Vision, dependability, social skills, and generosity of spirit.
Where did you get your first break?
I was offered a Sydney wharf with a 17-year lease in 1995. I had not had any hotel experience prior to that. The first act was to try to get the NSW government to extend the lease over the wharf from 17 years to 99 years and that took a considerable length of time. The wharf was derelict, it was built in 1912 and was the point of take-off for passengers, vehicles and freight until the Sydney Harbour Bridge was built. It became derelict when the bridge opened. It begged to be used and the government was being very difficult until it agreed to introduce a procedure [so I could build the Pier One Hotel]. They determined a price and we didn’t argue.
How do you predict the property market?
I like the Hebrew expression “the prophet is a fool”. Anyone who claims they can predict the future is making a fool of themselves. What you need is information and if you are well informed you can see what is happening. If you see there is a shortage of housing then you can anticipate prices and rents will rise. If you are selling apartments and you see they are not selling, you can be wary of the direction that prices will go. So it’s being well
informed that is the key.
What is the key to running a successful property?
It is having an intimate relationship with the properties and knowing every single aspect from design to marketing, being familiar with the engineering, and being aware of customer comments, getting involved to the level of choosing uniforms and staff. I am in touch with the management and the staff of the hotels on a continuous basis. It also helps that we have two different management organisations at different hotels. [The Pier One is managed by the American hotel chain Marriott while the Harbour Rocks and the Lindrum are operated by French group Accor.]
How important is creativity in your business?
I get involved with every aspect of what I do from selecting architects and interior designers to choosing materials. I am very involved in planning and seeing what you can change and improve on. You have to be creative in the sense of seeing potential.

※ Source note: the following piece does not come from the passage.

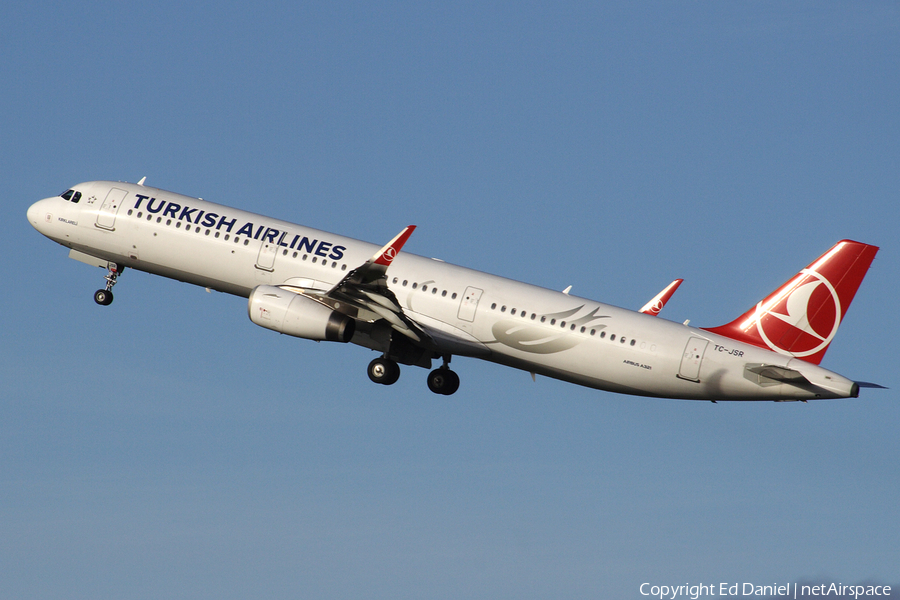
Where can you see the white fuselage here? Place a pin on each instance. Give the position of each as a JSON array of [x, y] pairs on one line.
[[466, 312]]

How do you put deals together?
There is no formula. In my case it all depends on opportunities which can easily come out of left field. Don’t rely on other people’s assessments. Do your own due diligence. My first property project was the conversion of the Esso building to the Highgate apartments in Sydney. I saw that Sydney was going through a complete emptying out of buildings in the city; we are talking 1993 – this was not long after the 1987 crash and people went from shares into property. But property was shrinking as a result of the companies doing badly so you had empty offices. I asked myself, is there an office building that has fabulous views of Sydney which could be converted into residential? And that is when I came up with the Esso building in Kent Street. It was a building with the most superb views in every direction: towards the Opera House, the Sydney Harbour Bridge, northwest Sydney, out towards the west and south to Botany. It was an extremely successful conversion into 220 apartments. It was just an opportunity. No one approached me, I just thought, logically, that is the way to go. If I was smarter I would have continued and bought other buildings.
How much has business changed in your lifetime?
While the banking system has not changed, the rates one pays has varied enormously over my business life. At the moment the margins are fairly tight but after the GFC they quadrupled and it was much more difficult to get financing. The nature of buyers has changed too. Today in many of the developments the buyers are Chinese, as are quite a few of the developers. Marketing has changed too. Once you could sell buildings with just a photo, now you have video walk-throughs, computer-generated images, 3D presentations where you can appeal to overseas purchasers in a way that was not as easy in the old days. On the building front, much of Sydney was once a quarter-acre block; now that has been replaced by medium-rise buildings so construction has changed completely.
“Anyone who claims they can predict the future is making a fool of themselves. What you need is information and if you are well informed you can see what is happening.”